Charles Stanley is "a slumbering beast that is stirring", according to head of asset management and distribution Christopher Aldous, as the group capitalises on its year-long restructure.
Last year, the firm overhauled its asset management division, which included developing a new investment proposition, as part of a wider review of the business as it seeks to become a leading wealth manager by 2020.
The group's four asset management businesses - Pan Asset, CPS, Matterley and IHT - were combined so equity, fixed income and collectives research could be better co-ordinated and integrated.
Aldous (pictured) said assets under management in this division have grown by 20% over the past year to just over £1.3bn.
As with any restructure, the changes led to several departures including co-head of open-ended fund research Shauna Bevan and head of intermediary distribution Mark Pittaccio, replaced by Adam Carruthers and Steve Hill respectively.
"The world is changing very quickly and Charles Stanley is no longer a group of little businesses," Aldous said. "We had to put some people 'at risk' while we decided on new roles and some of them decided to leave or did not want the new role."
Having completed this restructure, Aldous is now keen to refine these systems and make the firm more efficient.
He also wants to work closely with smaller IFAs to improve cohesion between the firm's financial planning and investment management arms, although it is already working with the larger adviser networks.
"We are working to become a leading wealth manager and we measure that by client feedback, which is excellent, staff engagement that is improving, assets under management of £22.7bn (but we want to grow this substantially) and our stockmarket valuation, which needs work.
"The improvements in the business have not been reflected in the share price but it should improve as we become more profitable."
Personal Portfolio Service
Meanwhile, Aldous has previously spoken about the difficulties of retaining smaller clients, due to the burden of reporting and transaction costs.
But in a bid to provide a solution for this part of its client base, Charles Stanley has launched a Personal Portfolio Service this month for clients with less than £150,000.
This offers five risk-profiled multi-asset portfolios, telephone-based ongoing advice from investment managers, as well as annual reviews and suitability checks for 0.5% per year, plus fund charges.
The overall charge for the PPS is 1.75%-1.84% and there are currently no minimum investment thresholds.
Funds target inflation plus 1%-4% depending on risk levels and can invest in active and passive funds, ETFs, bonds and equities.
Aldous said a slimmed-down version could be offered to clients using D2C service Charles Stanley Direct in due course.
"It is difficult not to be 'me too' but we have tried to make them similar to our bespoke portfolios," he said. "It is hard to justify bespoke portfolios for pots smaller than £150,000, so this is a cheaper alternative and a way for us to keep those clients."

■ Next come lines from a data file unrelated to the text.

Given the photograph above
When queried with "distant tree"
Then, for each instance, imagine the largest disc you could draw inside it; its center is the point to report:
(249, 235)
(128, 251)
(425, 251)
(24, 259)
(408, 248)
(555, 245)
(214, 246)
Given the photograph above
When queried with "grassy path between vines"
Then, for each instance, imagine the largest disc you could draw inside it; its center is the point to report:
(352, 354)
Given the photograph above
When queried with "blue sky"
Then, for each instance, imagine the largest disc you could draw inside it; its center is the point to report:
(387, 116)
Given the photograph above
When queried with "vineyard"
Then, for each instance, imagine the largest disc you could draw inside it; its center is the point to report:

Adviser solutions reorganisation
In addition, Charles Stanley has also carried out a 'root and branch' reorganisation of its range of adviser solutions which now includes the Matterley fund, dynamic passive portfolios, standard or tailored multi-manager portfolios, inheritance tax portfolio, multi-asset portfolios, court of protection and bespoke discretionary-managed portfolios.

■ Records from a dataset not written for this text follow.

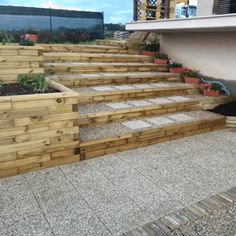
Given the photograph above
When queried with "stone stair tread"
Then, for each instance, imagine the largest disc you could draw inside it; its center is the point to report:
(131, 87)
(90, 64)
(84, 54)
(117, 129)
(91, 109)
(115, 75)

These range in minimum investment from £1,000 for the first three options to £150,000 for the latter three.
Cost considerations have been an important part of building the proposition, with AMCs starting from as low as 0.21% plus VAT for one of the five dynamic passive portfolios.
Aldous commented: "We are finding ourselves up against ludicrous fees if firms are using their own in-house trackers, but then they add underlying additional costs too.
"We value openness and most of the charges these firms add on are already included in our fees. We have noticed investors becoming more price-sensitive."